Skywork: A More Open Bilingual Foundation Model

Tianwen Wei,Liang Zhao,Lichang Zhang,Bo Zhu,Lijie Wang,Haihua Yang,Biye Li,Cheng Cheng,Weiwei Lü,Rui Hu,Chenxia Li,Liu Yang,Xilin Luo,Xuejie Wu,Lunan Liu,Wenjun Cheng,Peng Cheng,Jianhao Zhang,Xiaoyu Zhang,Lei Lin,Xiaokun Wang,Yutuan Ma,Chuanhai Dong,Yanqi Sun,Yifu Chen,Yongyi Peng,Xiaojuan Liang,Shuicheng Yan,Han Fang,Yahui Zhou
2023-10-30
Abstract:In this technical report, we present Skywork-13B, a family of large language models (LLMs) trained on a corpus of over 3.2 trillion tokens drawn from both English and Chinese texts. This bilingual foundation model is the most extensively trained and openly published LLMs of comparable size to date. We introduce a two-stage training methodology using a segmented corpus, targeting general purpose training and then domain-specific enhancement training, respectively. We show that our model not only excels on popular benchmarks, but also achieves \emph{state of the art} performance in Chinese language modeling on diverse domains. Furthermore, we propose a novel leakage detection method, demonstrating that test data contamination is a pressing issue warranting further investigation by the LLM community. To spur future research, we release Skywork-13B along with checkpoints obtained during intermediate stages of the training process. We are also releasing part of our SkyPile corpus, a collection of over 150 billion tokens of web text, which is the largest high quality open Chinese pre-training corpus to date. We hope Skywork-13B and our open corpus will serve as a valuable open-source resource to democratize access to high-quality LLMs.
Computation and Language,Artificial Intelligence
What problem does this paper attempt to address?
The main issue this paper attempts to address is the commercialization and reduced transparency in the current development trends of large language models (LLMs). Specifically: 1. **Openness and Transparency**: As the commercial value of large language models is widely recognized, many organizations, while releasing their models, withhold critical information necessary for model reproduction. This practice severely impacts the progress in the research field and hinders collaboration and transparency within the open-source community. 2. **Accessibility of High-Quality Bilingual Models**: Although there are some large language models available, these models often focus on a single language, particularly English. For applications requiring high-quality Chinese processing capabilities, existing models are insufficient. 3. **Data Contamination Issues**: The paper also points out that data contamination is an urgent issue that affects the effectiveness and fairness of model training.

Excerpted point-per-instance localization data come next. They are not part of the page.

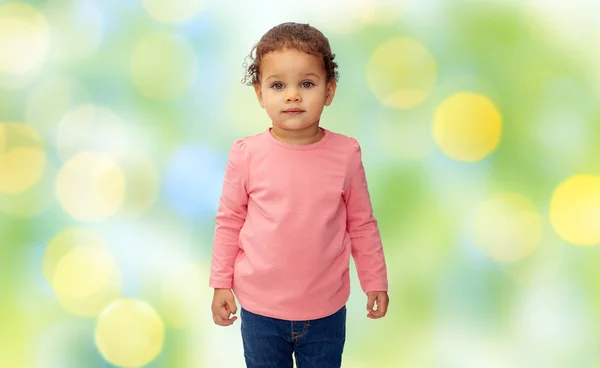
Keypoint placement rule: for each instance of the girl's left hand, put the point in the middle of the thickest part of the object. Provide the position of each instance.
(381, 299)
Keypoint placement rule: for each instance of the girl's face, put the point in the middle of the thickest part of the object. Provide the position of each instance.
(293, 88)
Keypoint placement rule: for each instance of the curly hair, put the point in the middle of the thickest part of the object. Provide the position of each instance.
(297, 36)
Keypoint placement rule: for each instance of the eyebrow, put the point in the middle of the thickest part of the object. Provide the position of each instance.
(276, 76)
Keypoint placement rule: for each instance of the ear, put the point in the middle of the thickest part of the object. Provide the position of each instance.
(258, 91)
(331, 86)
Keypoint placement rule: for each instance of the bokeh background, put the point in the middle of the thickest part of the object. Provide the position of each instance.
(480, 127)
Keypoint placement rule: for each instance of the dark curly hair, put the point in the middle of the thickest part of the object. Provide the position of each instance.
(297, 36)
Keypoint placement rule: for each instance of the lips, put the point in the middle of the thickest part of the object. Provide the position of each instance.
(293, 111)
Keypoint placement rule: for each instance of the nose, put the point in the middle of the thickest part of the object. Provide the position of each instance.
(293, 95)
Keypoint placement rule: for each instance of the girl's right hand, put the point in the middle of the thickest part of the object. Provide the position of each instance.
(223, 306)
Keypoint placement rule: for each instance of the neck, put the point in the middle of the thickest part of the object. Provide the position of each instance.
(308, 135)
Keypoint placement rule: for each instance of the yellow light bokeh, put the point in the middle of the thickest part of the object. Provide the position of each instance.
(401, 73)
(76, 28)
(24, 39)
(173, 11)
(86, 280)
(50, 99)
(575, 210)
(64, 242)
(142, 179)
(82, 271)
(467, 126)
(22, 157)
(92, 128)
(507, 227)
(90, 187)
(404, 137)
(181, 295)
(129, 333)
(153, 62)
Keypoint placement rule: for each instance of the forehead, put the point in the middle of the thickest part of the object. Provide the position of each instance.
(290, 62)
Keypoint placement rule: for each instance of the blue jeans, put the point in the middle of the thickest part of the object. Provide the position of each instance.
(270, 342)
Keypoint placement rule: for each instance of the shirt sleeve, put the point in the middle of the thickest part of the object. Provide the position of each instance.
(367, 249)
(230, 217)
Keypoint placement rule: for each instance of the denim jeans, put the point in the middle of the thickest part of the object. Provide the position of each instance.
(270, 342)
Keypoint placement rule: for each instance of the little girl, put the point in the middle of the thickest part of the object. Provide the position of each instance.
(295, 206)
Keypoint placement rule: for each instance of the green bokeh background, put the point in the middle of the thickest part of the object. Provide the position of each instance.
(452, 305)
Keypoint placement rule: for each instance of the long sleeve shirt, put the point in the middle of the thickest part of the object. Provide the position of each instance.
(290, 217)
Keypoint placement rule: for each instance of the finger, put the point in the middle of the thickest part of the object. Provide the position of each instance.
(231, 306)
(222, 312)
(382, 306)
(371, 302)
(223, 321)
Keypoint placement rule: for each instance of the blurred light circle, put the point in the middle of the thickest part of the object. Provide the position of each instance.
(180, 299)
(64, 242)
(193, 181)
(90, 187)
(401, 73)
(82, 271)
(50, 100)
(91, 128)
(142, 178)
(33, 201)
(403, 136)
(467, 126)
(76, 26)
(507, 227)
(24, 39)
(85, 272)
(22, 157)
(575, 210)
(173, 11)
(129, 333)
(153, 63)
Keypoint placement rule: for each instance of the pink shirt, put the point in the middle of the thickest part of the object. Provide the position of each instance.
(288, 221)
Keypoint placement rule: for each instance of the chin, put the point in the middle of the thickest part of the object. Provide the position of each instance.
(292, 125)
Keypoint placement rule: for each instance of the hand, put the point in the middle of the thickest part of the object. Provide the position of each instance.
(223, 306)
(382, 300)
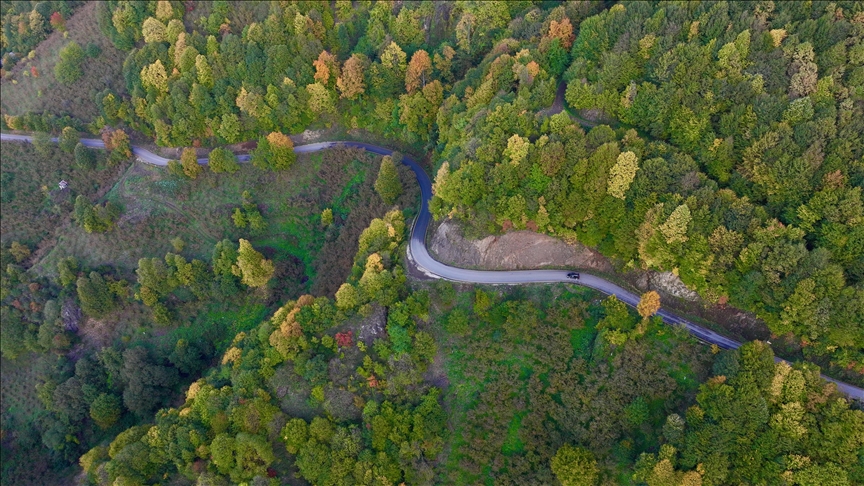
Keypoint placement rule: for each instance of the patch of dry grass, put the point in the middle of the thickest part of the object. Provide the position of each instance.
(46, 93)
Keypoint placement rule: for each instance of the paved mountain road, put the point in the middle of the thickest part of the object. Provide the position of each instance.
(419, 255)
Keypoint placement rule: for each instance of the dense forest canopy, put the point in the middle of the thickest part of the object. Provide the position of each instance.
(719, 141)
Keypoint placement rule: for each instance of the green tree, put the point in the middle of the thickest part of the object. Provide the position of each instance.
(95, 296)
(347, 297)
(622, 174)
(68, 140)
(68, 67)
(153, 30)
(105, 410)
(84, 157)
(388, 185)
(649, 304)
(67, 270)
(42, 143)
(223, 160)
(189, 160)
(575, 466)
(252, 267)
(280, 151)
(675, 228)
(19, 252)
(327, 217)
(229, 129)
(320, 100)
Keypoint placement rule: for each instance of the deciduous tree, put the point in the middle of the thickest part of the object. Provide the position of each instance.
(252, 267)
(223, 160)
(68, 139)
(621, 174)
(649, 304)
(418, 71)
(189, 161)
(575, 466)
(351, 83)
(388, 185)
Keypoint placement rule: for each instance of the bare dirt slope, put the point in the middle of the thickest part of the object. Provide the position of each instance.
(518, 250)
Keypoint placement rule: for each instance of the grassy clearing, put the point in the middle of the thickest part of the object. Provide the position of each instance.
(159, 207)
(18, 387)
(34, 208)
(25, 93)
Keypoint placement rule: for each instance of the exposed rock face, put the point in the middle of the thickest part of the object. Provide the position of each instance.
(666, 283)
(374, 326)
(519, 250)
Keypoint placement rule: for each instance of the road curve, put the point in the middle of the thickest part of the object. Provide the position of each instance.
(420, 257)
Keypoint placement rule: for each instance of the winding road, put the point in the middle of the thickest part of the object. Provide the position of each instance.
(419, 255)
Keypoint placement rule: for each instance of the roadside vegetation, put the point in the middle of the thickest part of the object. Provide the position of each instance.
(64, 84)
(257, 323)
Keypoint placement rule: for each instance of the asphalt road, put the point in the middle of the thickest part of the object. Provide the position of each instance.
(420, 258)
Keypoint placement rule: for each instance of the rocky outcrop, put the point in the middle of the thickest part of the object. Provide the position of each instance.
(667, 283)
(518, 250)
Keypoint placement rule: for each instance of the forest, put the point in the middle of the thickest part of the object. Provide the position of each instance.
(259, 324)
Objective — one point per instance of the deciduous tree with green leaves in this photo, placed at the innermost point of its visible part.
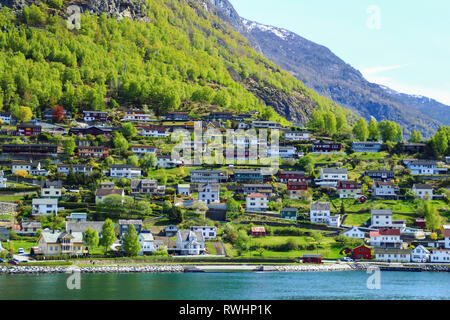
(130, 243)
(108, 234)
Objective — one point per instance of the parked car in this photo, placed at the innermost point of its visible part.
(346, 259)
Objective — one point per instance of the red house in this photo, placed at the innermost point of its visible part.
(362, 252)
(28, 129)
(326, 147)
(286, 176)
(312, 258)
(421, 223)
(100, 116)
(293, 185)
(258, 232)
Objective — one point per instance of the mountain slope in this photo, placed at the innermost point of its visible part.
(181, 58)
(324, 72)
(319, 69)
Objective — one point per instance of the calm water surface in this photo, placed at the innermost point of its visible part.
(228, 286)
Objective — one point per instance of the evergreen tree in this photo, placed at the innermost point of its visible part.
(91, 238)
(131, 244)
(416, 137)
(360, 130)
(108, 234)
(374, 132)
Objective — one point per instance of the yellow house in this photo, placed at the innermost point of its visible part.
(59, 243)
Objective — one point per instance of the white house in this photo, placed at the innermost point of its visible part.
(354, 232)
(137, 116)
(147, 243)
(383, 189)
(101, 194)
(447, 236)
(44, 206)
(34, 170)
(209, 233)
(141, 150)
(209, 193)
(184, 189)
(3, 180)
(421, 167)
(154, 132)
(124, 171)
(190, 242)
(440, 256)
(257, 202)
(319, 212)
(386, 238)
(166, 161)
(381, 218)
(420, 254)
(5, 117)
(334, 221)
(393, 255)
(297, 136)
(330, 176)
(76, 168)
(51, 189)
(423, 191)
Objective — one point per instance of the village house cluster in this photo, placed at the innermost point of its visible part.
(290, 194)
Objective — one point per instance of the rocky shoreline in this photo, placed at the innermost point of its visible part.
(237, 268)
(108, 269)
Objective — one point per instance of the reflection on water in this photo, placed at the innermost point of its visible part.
(228, 286)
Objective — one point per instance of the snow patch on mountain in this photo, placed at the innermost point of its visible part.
(279, 32)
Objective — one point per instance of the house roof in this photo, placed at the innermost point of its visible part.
(256, 195)
(56, 236)
(385, 232)
(82, 226)
(381, 212)
(215, 187)
(137, 183)
(189, 235)
(107, 192)
(146, 236)
(334, 170)
(258, 229)
(55, 184)
(391, 251)
(320, 206)
(422, 186)
(38, 201)
(31, 224)
(128, 222)
(446, 233)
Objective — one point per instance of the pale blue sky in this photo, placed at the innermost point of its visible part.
(410, 52)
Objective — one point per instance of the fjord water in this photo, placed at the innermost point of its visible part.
(229, 286)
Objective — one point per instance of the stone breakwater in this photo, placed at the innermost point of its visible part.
(321, 268)
(108, 269)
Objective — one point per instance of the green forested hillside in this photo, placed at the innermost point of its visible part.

To address these issues, the paper introduces **Skywork-13B**, a bilingual large language model with 13 billion parameters, aiming to promote openness and transparency through the following aspects: - **Public Release of the Model**: Skywork-13B includes not only the base model but also an optimized dialogue version, and it releases intermediate checkpoints during the training process so that other researchers can better understand and reproduce the model's capability development process. - **Open High-Quality Corpus**: The paper's team also released a portion of the SkyPile corpus, a high-quality Chinese pre-training corpus containing over 150 billion tokens, to promote research in Chinese language models. - **Data Contamination Detection Method**: A new data contamination detection method is proposed to facilitate further research on this issue. In summary, by releasing Skywork-13B and its related resources, the paper aims to revive the spirit of the open-source community and enhance transparency and collaboration in the field of natural language processing.